Девушки странно смотрели на него, внимательно, с широко раскрытыми глазами и с выражением полного недоумения на лицах.

Все они стояли в одной и той же позе, ухватившись одной рукой за железную цепь у шеи, а в другой держа скрябку или метлу, что у какой было.

Затем, обращаясь к Василию Николаевичу, отец продолжал:

— Перепишите их по именам и составьте протокол, в каком виде мы их нашли. Понятые! Между вами грамотные есть?

— Есть, — отозвался один.

Вдруг среди женщин послышался плач, и вскоре он перешел в отчаянные крики и вопли с причитаниями, с обращениями к «батюшке и матушке родимым», к «сестрицам и братцам милым» и проч.

— Что вы, что вы! — говорил им отец.

Но они не слушали его и продолжали вопить, рыдать и выть.

— Он освободит вас. Губернатор хочет вас видеть для того, чтобы убедиться, как вас истязают. Вашего управляющего, вот видите, я велел связать, и он поедет вместе с вами. Губернатор накажет его. И помещику вашему достанется за это, — говорил отец, но они не обращали на его слова ни малейшего внимания.

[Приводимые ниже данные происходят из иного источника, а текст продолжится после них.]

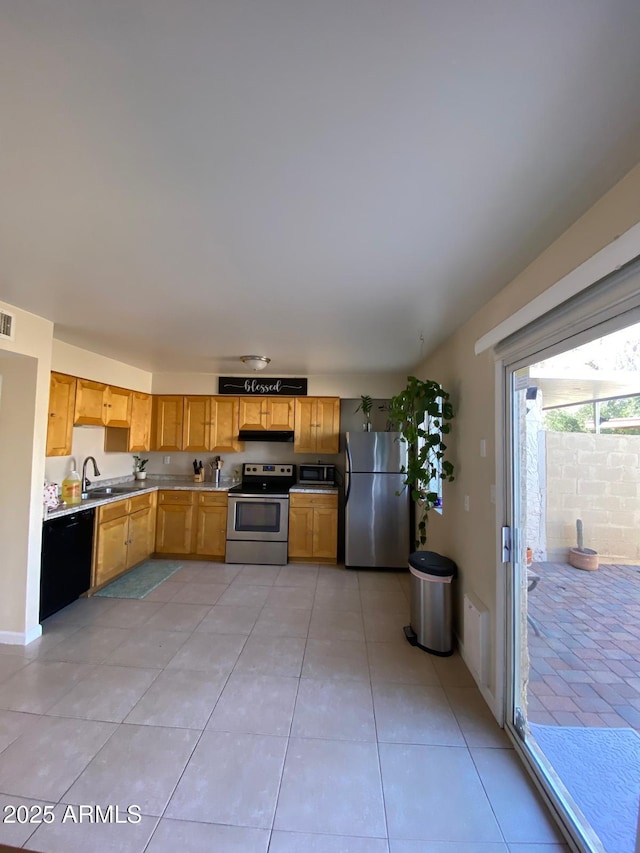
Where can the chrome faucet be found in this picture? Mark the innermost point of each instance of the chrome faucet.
(96, 473)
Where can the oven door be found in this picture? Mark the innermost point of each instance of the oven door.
(258, 518)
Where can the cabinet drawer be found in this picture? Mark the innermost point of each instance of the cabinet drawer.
(176, 498)
(213, 499)
(297, 499)
(110, 511)
(140, 502)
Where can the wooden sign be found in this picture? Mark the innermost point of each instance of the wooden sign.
(256, 387)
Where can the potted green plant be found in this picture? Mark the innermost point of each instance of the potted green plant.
(421, 413)
(366, 404)
(139, 465)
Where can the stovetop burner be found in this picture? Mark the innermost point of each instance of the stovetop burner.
(265, 479)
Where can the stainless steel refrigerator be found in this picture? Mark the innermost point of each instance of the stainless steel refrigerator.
(377, 532)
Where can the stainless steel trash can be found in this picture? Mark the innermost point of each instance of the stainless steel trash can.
(431, 580)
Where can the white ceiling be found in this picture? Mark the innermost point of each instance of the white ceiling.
(319, 181)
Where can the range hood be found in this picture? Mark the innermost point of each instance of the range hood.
(266, 435)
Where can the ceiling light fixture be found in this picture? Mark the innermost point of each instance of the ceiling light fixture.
(255, 362)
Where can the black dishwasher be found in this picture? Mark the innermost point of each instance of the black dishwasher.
(65, 569)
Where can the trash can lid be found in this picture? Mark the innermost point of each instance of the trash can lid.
(433, 564)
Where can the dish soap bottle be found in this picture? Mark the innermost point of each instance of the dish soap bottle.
(71, 486)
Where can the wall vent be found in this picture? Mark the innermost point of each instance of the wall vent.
(7, 326)
(476, 638)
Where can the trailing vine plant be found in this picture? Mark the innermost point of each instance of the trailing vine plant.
(421, 413)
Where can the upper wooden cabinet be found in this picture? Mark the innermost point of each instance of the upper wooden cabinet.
(168, 418)
(317, 425)
(62, 396)
(224, 425)
(90, 402)
(98, 404)
(140, 430)
(196, 424)
(268, 413)
(117, 406)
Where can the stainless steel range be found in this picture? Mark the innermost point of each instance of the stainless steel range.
(258, 515)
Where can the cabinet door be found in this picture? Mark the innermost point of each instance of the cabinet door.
(300, 532)
(224, 425)
(174, 530)
(280, 412)
(90, 402)
(167, 423)
(305, 432)
(140, 543)
(197, 423)
(253, 413)
(325, 533)
(118, 406)
(327, 421)
(211, 535)
(62, 399)
(111, 549)
(140, 430)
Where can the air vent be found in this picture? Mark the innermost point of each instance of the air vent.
(6, 326)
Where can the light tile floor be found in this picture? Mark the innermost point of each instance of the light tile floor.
(253, 709)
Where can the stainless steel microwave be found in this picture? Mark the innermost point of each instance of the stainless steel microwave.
(317, 474)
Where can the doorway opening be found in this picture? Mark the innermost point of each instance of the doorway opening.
(575, 591)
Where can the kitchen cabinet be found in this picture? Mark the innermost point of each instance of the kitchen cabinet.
(98, 404)
(267, 413)
(313, 527)
(117, 407)
(137, 438)
(211, 525)
(224, 425)
(90, 403)
(167, 417)
(62, 399)
(317, 422)
(140, 430)
(196, 426)
(174, 529)
(125, 534)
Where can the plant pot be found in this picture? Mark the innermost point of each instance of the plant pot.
(583, 558)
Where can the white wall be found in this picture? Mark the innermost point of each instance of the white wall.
(25, 365)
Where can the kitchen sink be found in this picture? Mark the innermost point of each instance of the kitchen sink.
(107, 491)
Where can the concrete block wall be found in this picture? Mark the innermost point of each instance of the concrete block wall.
(595, 478)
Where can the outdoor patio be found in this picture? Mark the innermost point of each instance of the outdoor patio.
(584, 646)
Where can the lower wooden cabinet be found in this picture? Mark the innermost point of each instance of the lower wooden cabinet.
(313, 527)
(211, 525)
(174, 531)
(125, 534)
(191, 522)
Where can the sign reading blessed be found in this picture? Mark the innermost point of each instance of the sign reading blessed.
(256, 387)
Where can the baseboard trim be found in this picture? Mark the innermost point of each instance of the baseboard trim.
(486, 693)
(20, 638)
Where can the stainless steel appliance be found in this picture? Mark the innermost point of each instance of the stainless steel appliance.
(258, 515)
(377, 505)
(312, 474)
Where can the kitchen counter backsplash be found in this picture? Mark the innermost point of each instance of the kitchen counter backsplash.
(137, 487)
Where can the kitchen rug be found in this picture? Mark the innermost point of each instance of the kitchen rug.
(140, 581)
(600, 768)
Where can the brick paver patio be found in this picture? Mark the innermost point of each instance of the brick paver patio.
(585, 658)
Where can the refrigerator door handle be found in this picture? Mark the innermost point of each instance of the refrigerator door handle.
(347, 475)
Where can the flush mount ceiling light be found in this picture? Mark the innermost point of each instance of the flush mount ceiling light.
(255, 362)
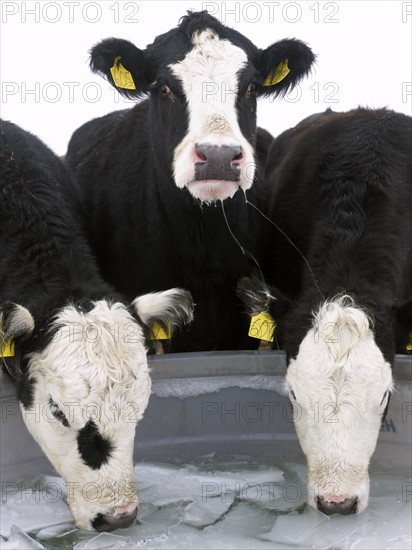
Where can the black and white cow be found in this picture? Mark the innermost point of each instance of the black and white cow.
(340, 187)
(79, 359)
(151, 178)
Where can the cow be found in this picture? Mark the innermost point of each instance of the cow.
(339, 272)
(154, 179)
(73, 346)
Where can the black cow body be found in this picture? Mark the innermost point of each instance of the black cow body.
(145, 205)
(45, 261)
(136, 220)
(340, 187)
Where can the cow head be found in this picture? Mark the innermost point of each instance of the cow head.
(82, 390)
(203, 79)
(339, 384)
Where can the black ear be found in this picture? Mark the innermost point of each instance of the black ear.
(169, 309)
(404, 333)
(15, 321)
(123, 65)
(258, 297)
(282, 65)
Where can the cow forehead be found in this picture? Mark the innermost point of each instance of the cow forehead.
(92, 351)
(343, 360)
(211, 60)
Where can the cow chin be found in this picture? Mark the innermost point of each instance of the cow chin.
(336, 489)
(211, 191)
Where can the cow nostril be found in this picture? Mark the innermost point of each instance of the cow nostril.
(199, 148)
(346, 507)
(109, 522)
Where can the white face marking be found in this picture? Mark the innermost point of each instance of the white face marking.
(341, 382)
(209, 76)
(95, 367)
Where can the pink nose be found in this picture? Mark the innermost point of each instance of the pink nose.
(345, 507)
(121, 518)
(217, 162)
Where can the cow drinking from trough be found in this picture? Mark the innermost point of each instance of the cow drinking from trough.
(79, 359)
(340, 188)
(151, 178)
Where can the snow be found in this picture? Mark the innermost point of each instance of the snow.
(185, 388)
(226, 503)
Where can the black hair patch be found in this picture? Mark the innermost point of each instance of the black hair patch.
(94, 449)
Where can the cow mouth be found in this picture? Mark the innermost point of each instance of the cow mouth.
(212, 190)
(217, 172)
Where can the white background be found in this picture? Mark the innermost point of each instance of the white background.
(363, 48)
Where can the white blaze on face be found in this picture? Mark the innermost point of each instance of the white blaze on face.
(95, 368)
(341, 383)
(209, 76)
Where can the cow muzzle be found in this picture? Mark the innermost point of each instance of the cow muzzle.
(344, 507)
(121, 518)
(218, 162)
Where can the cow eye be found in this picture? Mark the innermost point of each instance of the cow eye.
(385, 395)
(165, 90)
(251, 89)
(58, 413)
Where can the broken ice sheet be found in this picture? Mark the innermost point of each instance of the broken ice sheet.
(205, 512)
(103, 541)
(31, 508)
(162, 485)
(19, 540)
(56, 531)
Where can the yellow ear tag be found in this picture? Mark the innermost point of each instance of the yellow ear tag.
(121, 76)
(281, 72)
(409, 346)
(262, 327)
(7, 349)
(159, 333)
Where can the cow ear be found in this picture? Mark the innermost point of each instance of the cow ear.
(169, 309)
(282, 65)
(405, 326)
(15, 321)
(123, 65)
(258, 297)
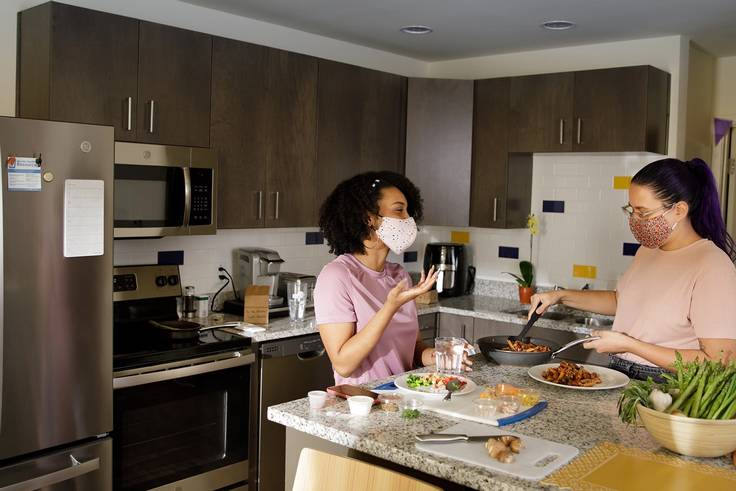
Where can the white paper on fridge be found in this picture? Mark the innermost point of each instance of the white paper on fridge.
(84, 217)
(24, 174)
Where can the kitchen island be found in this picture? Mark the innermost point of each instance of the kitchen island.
(578, 418)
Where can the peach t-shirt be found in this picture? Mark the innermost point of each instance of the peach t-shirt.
(672, 298)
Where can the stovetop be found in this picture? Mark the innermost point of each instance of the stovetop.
(136, 346)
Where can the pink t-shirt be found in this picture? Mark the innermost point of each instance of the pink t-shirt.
(348, 291)
(672, 298)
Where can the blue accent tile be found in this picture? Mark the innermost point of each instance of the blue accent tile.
(630, 249)
(410, 256)
(553, 206)
(171, 257)
(314, 238)
(508, 252)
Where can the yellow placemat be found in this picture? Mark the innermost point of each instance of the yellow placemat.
(608, 467)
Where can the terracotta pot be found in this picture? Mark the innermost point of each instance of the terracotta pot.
(525, 294)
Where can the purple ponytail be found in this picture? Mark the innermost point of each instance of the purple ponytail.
(673, 180)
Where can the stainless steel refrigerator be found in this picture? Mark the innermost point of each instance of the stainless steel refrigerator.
(56, 305)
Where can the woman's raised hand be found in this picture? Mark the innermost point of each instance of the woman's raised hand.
(400, 294)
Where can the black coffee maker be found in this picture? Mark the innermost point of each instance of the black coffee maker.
(455, 277)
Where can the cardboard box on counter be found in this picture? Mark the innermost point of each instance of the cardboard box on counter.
(256, 305)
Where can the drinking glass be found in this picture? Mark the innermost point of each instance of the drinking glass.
(448, 354)
(296, 293)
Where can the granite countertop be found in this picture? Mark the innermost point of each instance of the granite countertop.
(578, 418)
(500, 309)
(482, 307)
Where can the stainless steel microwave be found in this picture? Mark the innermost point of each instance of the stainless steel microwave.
(164, 190)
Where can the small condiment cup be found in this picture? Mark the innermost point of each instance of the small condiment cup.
(485, 408)
(360, 405)
(317, 399)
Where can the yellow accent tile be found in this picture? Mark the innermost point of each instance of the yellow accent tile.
(460, 237)
(621, 182)
(583, 271)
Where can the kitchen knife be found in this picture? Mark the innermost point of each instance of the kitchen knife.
(454, 438)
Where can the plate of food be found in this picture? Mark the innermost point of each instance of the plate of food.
(435, 384)
(582, 377)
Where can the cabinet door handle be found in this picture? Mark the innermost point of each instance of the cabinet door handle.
(152, 103)
(562, 131)
(129, 117)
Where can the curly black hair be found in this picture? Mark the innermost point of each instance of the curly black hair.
(344, 216)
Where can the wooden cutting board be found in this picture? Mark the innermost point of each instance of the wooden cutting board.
(537, 459)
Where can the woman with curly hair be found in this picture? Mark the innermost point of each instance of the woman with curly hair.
(364, 304)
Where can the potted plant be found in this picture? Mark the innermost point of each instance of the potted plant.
(525, 280)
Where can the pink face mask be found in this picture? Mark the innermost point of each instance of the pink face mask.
(652, 233)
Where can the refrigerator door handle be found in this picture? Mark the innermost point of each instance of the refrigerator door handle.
(74, 470)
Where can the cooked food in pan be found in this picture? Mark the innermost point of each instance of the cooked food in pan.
(525, 347)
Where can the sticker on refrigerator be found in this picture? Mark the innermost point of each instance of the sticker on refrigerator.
(24, 173)
(84, 217)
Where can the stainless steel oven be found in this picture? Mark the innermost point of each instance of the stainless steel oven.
(164, 190)
(183, 425)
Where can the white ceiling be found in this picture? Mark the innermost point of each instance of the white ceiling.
(465, 28)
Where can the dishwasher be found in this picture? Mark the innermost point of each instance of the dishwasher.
(289, 368)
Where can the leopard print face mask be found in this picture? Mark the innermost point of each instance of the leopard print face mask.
(397, 233)
(651, 233)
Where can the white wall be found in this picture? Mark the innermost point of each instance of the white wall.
(724, 103)
(700, 103)
(591, 231)
(667, 53)
(175, 13)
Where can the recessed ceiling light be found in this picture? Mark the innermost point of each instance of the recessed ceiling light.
(416, 30)
(558, 25)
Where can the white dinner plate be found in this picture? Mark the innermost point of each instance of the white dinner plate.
(610, 379)
(400, 382)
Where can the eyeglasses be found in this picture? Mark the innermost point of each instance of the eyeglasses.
(629, 211)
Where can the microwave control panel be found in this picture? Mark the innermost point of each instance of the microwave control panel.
(202, 185)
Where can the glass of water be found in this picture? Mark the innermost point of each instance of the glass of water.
(448, 354)
(296, 293)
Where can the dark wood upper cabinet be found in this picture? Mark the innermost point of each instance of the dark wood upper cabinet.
(292, 149)
(84, 66)
(264, 104)
(361, 120)
(621, 109)
(501, 182)
(78, 65)
(239, 131)
(175, 68)
(540, 113)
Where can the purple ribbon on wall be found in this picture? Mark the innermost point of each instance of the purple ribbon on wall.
(721, 127)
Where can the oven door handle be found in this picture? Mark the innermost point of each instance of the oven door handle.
(160, 375)
(74, 470)
(187, 196)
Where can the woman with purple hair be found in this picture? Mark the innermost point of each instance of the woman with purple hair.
(679, 293)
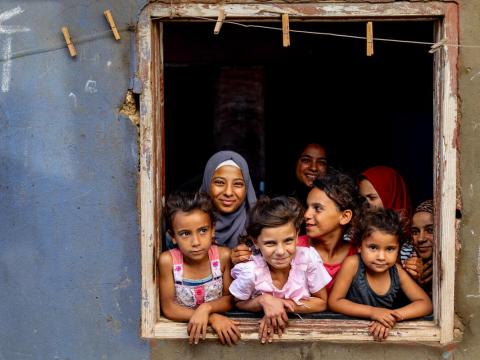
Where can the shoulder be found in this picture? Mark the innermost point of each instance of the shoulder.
(224, 253)
(351, 263)
(165, 259)
(401, 271)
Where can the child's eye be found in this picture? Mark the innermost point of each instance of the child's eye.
(239, 184)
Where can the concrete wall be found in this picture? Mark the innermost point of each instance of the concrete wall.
(69, 250)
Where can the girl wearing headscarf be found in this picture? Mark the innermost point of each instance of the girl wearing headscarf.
(383, 187)
(227, 179)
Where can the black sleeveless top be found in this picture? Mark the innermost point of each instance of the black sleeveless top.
(360, 291)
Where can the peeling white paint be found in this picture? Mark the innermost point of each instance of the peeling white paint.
(474, 76)
(7, 65)
(6, 49)
(91, 87)
(74, 99)
(11, 29)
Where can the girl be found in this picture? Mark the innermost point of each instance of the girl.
(384, 187)
(227, 180)
(332, 203)
(194, 276)
(281, 277)
(368, 283)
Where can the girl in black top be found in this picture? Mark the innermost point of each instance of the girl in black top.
(367, 284)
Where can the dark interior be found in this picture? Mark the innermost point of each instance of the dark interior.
(244, 91)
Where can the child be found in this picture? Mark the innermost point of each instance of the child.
(332, 204)
(281, 277)
(194, 276)
(367, 284)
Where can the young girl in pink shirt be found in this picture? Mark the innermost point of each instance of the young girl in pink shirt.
(281, 278)
(195, 275)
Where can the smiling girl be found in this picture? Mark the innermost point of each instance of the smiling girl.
(368, 283)
(281, 277)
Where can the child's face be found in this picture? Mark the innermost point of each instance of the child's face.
(322, 216)
(379, 251)
(311, 163)
(422, 234)
(366, 189)
(193, 233)
(227, 189)
(278, 245)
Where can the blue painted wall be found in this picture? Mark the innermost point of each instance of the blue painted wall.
(69, 244)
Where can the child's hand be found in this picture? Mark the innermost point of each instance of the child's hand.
(276, 317)
(378, 331)
(226, 329)
(197, 326)
(240, 253)
(414, 267)
(265, 333)
(386, 317)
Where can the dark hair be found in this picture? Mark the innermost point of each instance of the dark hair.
(340, 188)
(186, 202)
(387, 221)
(274, 212)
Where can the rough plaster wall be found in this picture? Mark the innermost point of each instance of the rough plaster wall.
(467, 292)
(69, 251)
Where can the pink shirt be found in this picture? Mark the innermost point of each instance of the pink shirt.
(332, 269)
(307, 275)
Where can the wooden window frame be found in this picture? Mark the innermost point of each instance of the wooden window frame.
(152, 173)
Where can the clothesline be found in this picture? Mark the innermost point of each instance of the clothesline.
(99, 35)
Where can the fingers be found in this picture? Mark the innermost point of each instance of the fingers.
(290, 307)
(263, 332)
(191, 338)
(204, 331)
(428, 279)
(221, 337)
(398, 316)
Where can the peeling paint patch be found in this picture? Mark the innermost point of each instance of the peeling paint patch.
(91, 87)
(123, 284)
(475, 76)
(115, 324)
(74, 99)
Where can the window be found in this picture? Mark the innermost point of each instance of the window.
(152, 72)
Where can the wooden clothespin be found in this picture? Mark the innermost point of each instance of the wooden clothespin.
(71, 48)
(219, 23)
(435, 47)
(285, 30)
(111, 22)
(369, 38)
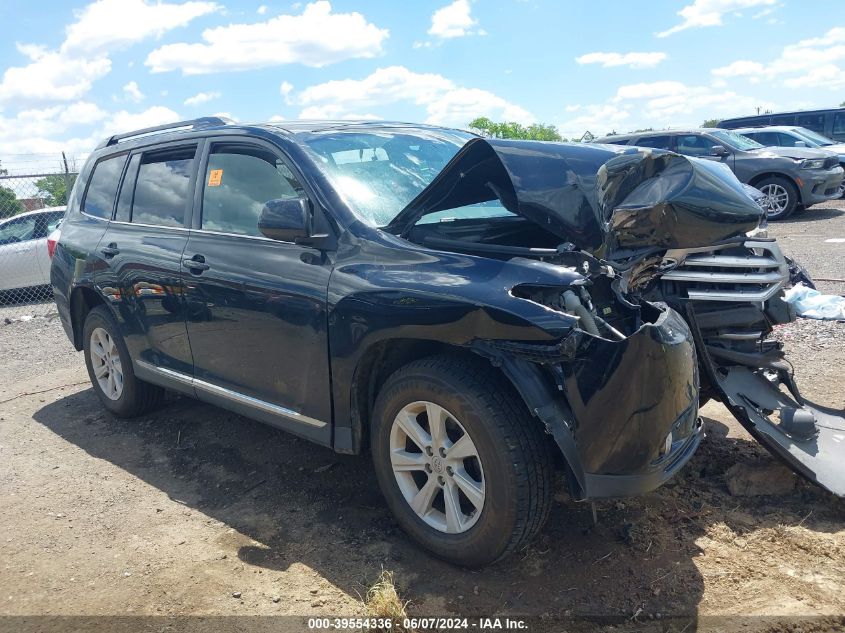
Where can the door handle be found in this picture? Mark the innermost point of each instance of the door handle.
(110, 251)
(196, 264)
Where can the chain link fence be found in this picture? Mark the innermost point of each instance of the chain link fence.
(33, 192)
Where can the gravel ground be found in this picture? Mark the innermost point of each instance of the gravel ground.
(192, 510)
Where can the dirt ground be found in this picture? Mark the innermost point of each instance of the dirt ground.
(192, 510)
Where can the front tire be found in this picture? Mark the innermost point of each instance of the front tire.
(110, 368)
(464, 468)
(781, 197)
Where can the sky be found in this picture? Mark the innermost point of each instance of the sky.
(75, 71)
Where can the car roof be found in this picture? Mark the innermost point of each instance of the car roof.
(767, 128)
(670, 132)
(34, 212)
(204, 126)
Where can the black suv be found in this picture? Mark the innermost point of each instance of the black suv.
(468, 310)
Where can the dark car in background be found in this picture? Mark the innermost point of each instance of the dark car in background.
(786, 136)
(829, 122)
(789, 177)
(470, 311)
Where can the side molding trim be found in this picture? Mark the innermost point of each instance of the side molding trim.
(249, 401)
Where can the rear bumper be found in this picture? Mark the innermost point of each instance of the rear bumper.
(821, 185)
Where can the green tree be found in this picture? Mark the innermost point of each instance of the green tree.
(514, 130)
(9, 203)
(54, 189)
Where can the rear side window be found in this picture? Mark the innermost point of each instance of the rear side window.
(694, 145)
(839, 126)
(239, 181)
(814, 122)
(769, 139)
(102, 187)
(127, 189)
(658, 142)
(162, 190)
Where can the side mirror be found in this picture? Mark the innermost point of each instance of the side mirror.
(286, 220)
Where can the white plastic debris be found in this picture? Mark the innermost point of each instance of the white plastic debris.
(812, 304)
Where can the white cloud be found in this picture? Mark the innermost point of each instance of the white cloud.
(659, 104)
(739, 68)
(817, 62)
(110, 24)
(444, 101)
(201, 97)
(132, 92)
(703, 13)
(51, 76)
(632, 60)
(67, 73)
(453, 20)
(317, 37)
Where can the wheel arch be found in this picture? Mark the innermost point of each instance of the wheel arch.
(777, 174)
(527, 380)
(82, 300)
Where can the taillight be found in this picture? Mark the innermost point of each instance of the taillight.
(52, 240)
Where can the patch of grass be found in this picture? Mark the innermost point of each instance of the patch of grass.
(383, 601)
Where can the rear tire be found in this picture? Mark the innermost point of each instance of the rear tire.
(509, 473)
(110, 368)
(781, 197)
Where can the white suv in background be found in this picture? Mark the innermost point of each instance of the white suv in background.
(24, 254)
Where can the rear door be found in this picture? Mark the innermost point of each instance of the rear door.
(141, 255)
(256, 307)
(19, 266)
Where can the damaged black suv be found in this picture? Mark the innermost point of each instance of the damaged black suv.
(470, 311)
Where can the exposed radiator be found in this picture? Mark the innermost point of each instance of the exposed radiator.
(751, 271)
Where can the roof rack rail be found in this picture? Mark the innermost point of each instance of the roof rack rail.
(194, 124)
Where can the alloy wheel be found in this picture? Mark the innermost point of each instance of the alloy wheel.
(105, 361)
(437, 467)
(776, 198)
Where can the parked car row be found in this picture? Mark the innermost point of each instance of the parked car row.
(474, 313)
(25, 249)
(790, 177)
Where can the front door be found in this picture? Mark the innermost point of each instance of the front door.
(141, 253)
(256, 307)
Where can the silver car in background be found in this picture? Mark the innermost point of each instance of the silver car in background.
(24, 256)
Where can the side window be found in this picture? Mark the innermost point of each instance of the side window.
(769, 139)
(813, 122)
(839, 126)
(162, 190)
(695, 145)
(53, 220)
(127, 189)
(238, 182)
(658, 142)
(20, 230)
(788, 140)
(102, 187)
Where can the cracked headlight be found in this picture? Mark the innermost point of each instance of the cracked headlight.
(813, 163)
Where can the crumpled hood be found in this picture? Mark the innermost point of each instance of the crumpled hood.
(796, 153)
(611, 201)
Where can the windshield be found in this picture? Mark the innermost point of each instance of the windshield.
(378, 172)
(736, 141)
(813, 137)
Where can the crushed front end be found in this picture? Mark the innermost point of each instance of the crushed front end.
(732, 297)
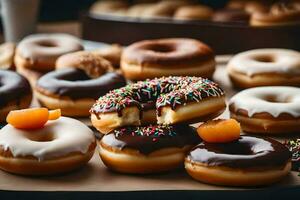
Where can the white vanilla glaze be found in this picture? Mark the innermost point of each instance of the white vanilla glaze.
(282, 61)
(255, 100)
(69, 135)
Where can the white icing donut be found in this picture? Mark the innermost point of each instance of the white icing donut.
(274, 100)
(282, 61)
(57, 138)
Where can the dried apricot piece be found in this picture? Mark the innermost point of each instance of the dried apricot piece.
(54, 114)
(220, 131)
(31, 118)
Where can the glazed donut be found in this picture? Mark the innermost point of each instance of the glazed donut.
(231, 15)
(248, 161)
(73, 91)
(7, 52)
(279, 14)
(177, 99)
(93, 65)
(264, 67)
(40, 51)
(267, 110)
(112, 54)
(193, 12)
(60, 146)
(15, 93)
(147, 149)
(165, 57)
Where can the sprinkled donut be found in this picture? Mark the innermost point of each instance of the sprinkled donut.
(166, 100)
(147, 149)
(267, 110)
(60, 146)
(264, 67)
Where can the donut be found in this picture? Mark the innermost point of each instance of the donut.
(94, 65)
(60, 146)
(248, 161)
(112, 54)
(231, 15)
(279, 14)
(73, 91)
(147, 149)
(15, 93)
(294, 147)
(7, 52)
(177, 100)
(165, 57)
(193, 12)
(40, 51)
(267, 110)
(265, 67)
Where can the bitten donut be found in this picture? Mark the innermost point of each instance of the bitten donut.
(73, 91)
(60, 146)
(166, 100)
(248, 161)
(15, 93)
(165, 57)
(281, 13)
(265, 67)
(40, 51)
(147, 149)
(267, 110)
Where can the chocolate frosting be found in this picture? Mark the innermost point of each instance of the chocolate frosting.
(12, 87)
(247, 152)
(150, 138)
(75, 84)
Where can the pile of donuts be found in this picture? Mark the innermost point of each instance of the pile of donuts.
(145, 100)
(253, 12)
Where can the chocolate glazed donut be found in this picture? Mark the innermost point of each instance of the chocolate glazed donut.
(147, 149)
(15, 92)
(249, 161)
(73, 91)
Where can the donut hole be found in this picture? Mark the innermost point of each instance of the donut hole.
(47, 44)
(265, 58)
(40, 137)
(161, 48)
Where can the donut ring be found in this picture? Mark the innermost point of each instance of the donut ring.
(148, 149)
(93, 64)
(267, 110)
(177, 99)
(73, 91)
(278, 15)
(40, 51)
(264, 67)
(15, 93)
(165, 57)
(248, 161)
(60, 146)
(7, 52)
(193, 12)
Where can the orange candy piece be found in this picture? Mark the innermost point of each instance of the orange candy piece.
(32, 118)
(54, 114)
(220, 131)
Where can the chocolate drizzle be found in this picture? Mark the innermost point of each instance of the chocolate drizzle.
(150, 138)
(166, 91)
(247, 152)
(12, 87)
(75, 84)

Вдруг одна девушка, высокая, с черной косой, отбросила от себя в сторону скрябку, схватилась обеими руками у самой шеи за цепь, истерически, как-то не по-человечески, нечеловеческим голосом взвизгнула и с криком: «Не достанусь я тебе! Не владеть мною тебе, злодею!» — шарахнулась оземь и начала биться, как в припадке. Она рвала на себе одежду, царапала руками грудь себе, лицо.

Другие, видя это, подняли крик еще больше. Отец, понятые, Василий Николаевич, переставший в это время писать, подошли к ним, уговаривали, растолковывали им, — ничто не помогало.

Девушку, бившуюся на земле, двое мужиков держали за руки и едва могли ее удерживать. Они только что не позволяли ей дольше царапать себя и рвать на себе одежду.

— Дуры! Что вы разорались! Вам спасенье пришло, а вы орете! — уговаривали их мужики-понятые.

— Боже мой, что же я с ними поделаю! — повторял отец и опять принимался им объяснять и растолковывать.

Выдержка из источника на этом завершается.